North America's commercial Pacific salmon fisheries were established and grew rapidly in the late nineteenth century. In many areas, returning adult salmon soon were running such a gauntlet of competing fishing gears and other hindrances, such as dams, that it was a lucky salmon that survived to spawn (Higgs, 1982). The resulting decline in salmon populations led to the creation of public agencies to establish fishing gear restrictions and fishing seasons. However, these authorities could never fully control harvests of the salmon stocks within their purview because many salmon could be caught as they passed through the waters of neighboring
jurisdictions on their return migration. Such "interceptions" became increasingly important over time as fishing effort expanded in offshore areas.

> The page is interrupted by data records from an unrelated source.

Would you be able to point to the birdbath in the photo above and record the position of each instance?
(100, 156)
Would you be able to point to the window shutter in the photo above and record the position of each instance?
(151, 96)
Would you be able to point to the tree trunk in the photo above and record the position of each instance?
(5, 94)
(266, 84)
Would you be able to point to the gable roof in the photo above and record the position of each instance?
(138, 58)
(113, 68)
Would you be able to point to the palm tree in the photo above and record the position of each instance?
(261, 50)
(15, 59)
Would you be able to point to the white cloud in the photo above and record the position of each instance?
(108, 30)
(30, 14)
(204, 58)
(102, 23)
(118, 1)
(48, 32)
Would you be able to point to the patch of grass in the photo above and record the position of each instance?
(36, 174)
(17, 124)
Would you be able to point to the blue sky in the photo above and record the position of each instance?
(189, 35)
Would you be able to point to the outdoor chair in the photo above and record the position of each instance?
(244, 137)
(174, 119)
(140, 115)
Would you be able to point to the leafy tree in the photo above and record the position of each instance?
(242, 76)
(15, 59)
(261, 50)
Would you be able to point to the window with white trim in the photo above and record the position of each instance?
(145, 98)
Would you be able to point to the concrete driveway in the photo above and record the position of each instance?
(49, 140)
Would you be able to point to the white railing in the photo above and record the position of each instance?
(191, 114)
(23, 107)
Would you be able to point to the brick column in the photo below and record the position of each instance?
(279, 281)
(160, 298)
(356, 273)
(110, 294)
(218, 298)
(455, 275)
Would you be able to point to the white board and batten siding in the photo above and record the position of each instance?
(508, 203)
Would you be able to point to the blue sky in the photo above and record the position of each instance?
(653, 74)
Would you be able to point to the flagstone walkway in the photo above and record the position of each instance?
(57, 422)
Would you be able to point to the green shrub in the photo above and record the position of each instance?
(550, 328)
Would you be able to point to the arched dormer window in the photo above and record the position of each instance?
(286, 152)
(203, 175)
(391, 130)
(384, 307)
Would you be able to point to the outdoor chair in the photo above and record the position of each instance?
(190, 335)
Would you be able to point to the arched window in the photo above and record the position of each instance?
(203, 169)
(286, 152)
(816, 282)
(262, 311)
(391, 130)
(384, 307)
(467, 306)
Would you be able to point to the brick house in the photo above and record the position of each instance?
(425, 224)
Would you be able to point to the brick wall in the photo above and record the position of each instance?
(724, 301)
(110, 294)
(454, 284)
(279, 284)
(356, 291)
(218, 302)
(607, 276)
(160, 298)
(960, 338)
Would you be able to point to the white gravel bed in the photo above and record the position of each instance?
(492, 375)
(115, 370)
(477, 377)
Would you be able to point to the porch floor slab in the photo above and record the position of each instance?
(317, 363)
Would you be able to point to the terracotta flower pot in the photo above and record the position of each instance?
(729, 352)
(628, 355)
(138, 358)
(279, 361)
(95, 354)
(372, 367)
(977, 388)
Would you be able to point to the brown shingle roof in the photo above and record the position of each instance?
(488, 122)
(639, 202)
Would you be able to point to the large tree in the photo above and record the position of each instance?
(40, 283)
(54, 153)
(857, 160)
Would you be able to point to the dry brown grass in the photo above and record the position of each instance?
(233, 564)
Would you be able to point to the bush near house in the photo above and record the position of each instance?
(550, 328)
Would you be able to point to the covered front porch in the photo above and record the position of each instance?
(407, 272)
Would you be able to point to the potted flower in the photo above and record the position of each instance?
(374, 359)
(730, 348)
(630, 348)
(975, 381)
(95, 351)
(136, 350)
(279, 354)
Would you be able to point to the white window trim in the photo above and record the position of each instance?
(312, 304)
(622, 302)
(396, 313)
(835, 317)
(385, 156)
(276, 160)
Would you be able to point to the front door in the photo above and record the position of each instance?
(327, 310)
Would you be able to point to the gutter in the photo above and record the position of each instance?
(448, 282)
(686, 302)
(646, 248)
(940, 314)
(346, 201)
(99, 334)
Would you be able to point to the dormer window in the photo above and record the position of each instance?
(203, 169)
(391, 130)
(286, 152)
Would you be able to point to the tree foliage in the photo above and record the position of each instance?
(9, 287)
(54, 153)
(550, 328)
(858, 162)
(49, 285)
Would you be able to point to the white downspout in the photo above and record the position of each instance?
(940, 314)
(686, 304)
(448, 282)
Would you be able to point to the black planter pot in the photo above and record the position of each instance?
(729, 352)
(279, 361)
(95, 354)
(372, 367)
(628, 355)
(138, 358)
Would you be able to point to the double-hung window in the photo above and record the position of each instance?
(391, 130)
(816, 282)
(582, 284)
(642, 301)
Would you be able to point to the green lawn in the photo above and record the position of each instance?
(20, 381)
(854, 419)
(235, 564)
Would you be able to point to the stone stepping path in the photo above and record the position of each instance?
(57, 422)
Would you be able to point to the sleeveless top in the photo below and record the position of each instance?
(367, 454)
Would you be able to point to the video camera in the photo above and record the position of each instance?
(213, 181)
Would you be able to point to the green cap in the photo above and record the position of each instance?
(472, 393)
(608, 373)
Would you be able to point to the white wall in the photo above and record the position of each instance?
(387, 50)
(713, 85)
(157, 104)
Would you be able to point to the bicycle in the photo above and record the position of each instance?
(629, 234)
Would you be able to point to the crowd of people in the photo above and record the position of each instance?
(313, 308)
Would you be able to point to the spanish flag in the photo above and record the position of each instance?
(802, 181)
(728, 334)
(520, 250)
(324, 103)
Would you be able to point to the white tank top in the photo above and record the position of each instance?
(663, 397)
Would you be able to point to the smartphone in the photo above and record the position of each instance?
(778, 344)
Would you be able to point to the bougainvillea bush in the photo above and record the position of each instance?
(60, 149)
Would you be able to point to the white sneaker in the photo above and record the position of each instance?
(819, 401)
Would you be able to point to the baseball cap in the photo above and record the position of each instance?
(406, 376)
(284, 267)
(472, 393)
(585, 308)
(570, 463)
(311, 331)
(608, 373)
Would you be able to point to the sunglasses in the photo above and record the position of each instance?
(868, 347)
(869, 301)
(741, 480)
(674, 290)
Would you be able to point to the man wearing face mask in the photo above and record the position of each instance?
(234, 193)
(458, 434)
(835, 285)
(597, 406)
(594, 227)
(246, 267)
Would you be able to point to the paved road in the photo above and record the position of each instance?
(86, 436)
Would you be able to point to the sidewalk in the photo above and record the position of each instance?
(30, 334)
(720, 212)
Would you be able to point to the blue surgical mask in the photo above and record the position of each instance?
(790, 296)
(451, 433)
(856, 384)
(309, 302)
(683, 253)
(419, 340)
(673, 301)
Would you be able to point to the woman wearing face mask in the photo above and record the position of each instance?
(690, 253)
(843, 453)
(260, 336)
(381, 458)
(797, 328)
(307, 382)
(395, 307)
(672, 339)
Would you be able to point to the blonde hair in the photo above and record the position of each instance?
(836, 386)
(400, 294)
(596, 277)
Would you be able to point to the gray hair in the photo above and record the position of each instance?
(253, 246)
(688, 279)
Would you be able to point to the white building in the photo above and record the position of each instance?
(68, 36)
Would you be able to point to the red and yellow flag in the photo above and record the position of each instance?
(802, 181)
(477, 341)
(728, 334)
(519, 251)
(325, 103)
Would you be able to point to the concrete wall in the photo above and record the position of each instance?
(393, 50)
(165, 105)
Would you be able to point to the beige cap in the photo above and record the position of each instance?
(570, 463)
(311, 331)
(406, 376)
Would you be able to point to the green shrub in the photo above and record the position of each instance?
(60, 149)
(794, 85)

The first significant international agreement on salmon harvests was a convention between the United States and Canada, signed in 1930 and ratified in 1937. That agreement divided the harvest of Fraser River sockeye salmon as well as management and restoration costs equally between the two nations (Munro and Stokes, 1989). The agreement was later extended to Fraser River pink salmon. Under that convention, the International Pacific Salmon Fishery Commission (IPSFC) regulated harvests of the Fraser River stocks. Although the Fraser River lies entirely in Canada, a large portion of the salmon spawning in that drainage typically approach the river through the Strait of Juan de Fuca where, historically, they had been harvested by Washington State fishing vessels. When a rock slide blocked access to part of their spawning habitat, and sent the Fraser's salmon resources into decline, the United States and Canada had a clear joint interest in removing the blockage and restoring the runs.
That agreement covered only a portion of the salmon runs jointly exploited by the United States and Canada. When negotiations for the Pacific Salmon Treaty began in 1971, Alaskan interceptions of salmon spawned in the rivers of Washington and Oregon were creating tensions among the states, while increasing Canadian troll harvests of those stocks precluded an effective internal solution. In addition, mutual interceptions of salmon of Canadian and Alaskan origin were seen as a barrier to effective management in the northern area (Yanagida, 1987). At the same time, the Canadians had become increasingly unhappy about their agreement to share one half of the Fraser River salmon with the United States because, by foregoing construction of hydropower dams on the Fraser, Canada was effectively bearing more than half of the cost of maintaining those runs. Afier 14 years of negotiations, the treaty went into effect in 1985.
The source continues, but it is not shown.